Software Engineer - Reliability
Luma AI
Software Engineering
United States · California, USA · Remote
USD 170k-360k / year
- Architect for Reliability & Scale: Participate in critical re-architecture sessions to redesign our systems for higher efficiency and scale. You won't just maintain existing clusters; you will help define how our next-generation infrastructure operates.
- Own Multi-Cloud GPU Clusters: Take end-to-end ownership of our production clusters for training and inference across AWS and OCI, ensuring high availability and peak performance.
- Drive Security & Compliance: Assist in achieving and maintaining security certifications (SOC 2 Type 1 & 2, ISO standards) by implementing robust infrastructure security practices in a fast-moving AI startup environment.
- Deep Linux Performance Tuning: Use your mastery of Linux systems to troubleshoot and optimize performance at the OS and kernel level.
- Build Robust Automation: Write high-quality tools and automation in Python, Go, or Bash to manage, monitor, and heal our infrastructure without relying on heavy operational toil.
- Debug Complex Hardware/Software Failures: Serve as the final escalation point for the most challenging GPU, networking (InfiniBand/RDMA), and system-level issues, often collaborating directly with hardware vendors like NVIDIA.
- 8+ years of experience as an SRE, production engineer, or infrastructure engineer in a fast-paced, large-scale environment.
- Deep Linux Mastery: You possess deep, hands-on expertise in Linux, containerized systems, and debugging low-level system performance.
- Cloud Infrastructure Expert: You have strong experience with providers like AWS or OCI.
- Tenacious Troubleshooter: You thrive on solving complex, low-level problems where hardware and software intersect.
- Startup DNA: You are energetic and thrive in a less structured, fast-paced environment.
- Security-Minded: You possess a working knowledge of security best practices and familiarity with compliance frameworks, such as SOC 2 and ISO.

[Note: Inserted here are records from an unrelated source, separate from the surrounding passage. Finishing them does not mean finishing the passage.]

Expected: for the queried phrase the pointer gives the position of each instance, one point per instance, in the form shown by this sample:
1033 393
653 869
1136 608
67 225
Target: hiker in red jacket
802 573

- Expert in High-Performance Networking: You have practical experience with InfiniBand, RDMA, or RoCE and understand how to optimize throughput for massive distributed training jobs.
- Deep expertise with GPU tooling for NVIDIA and AMD GPUs like DCGM or ROCm.
- Experience managing large-scale GPU clusters for AI/ML workloads (training or inference).
- Familiarity with job management systems based on Kubernetes or orchestration frameworks like Ray.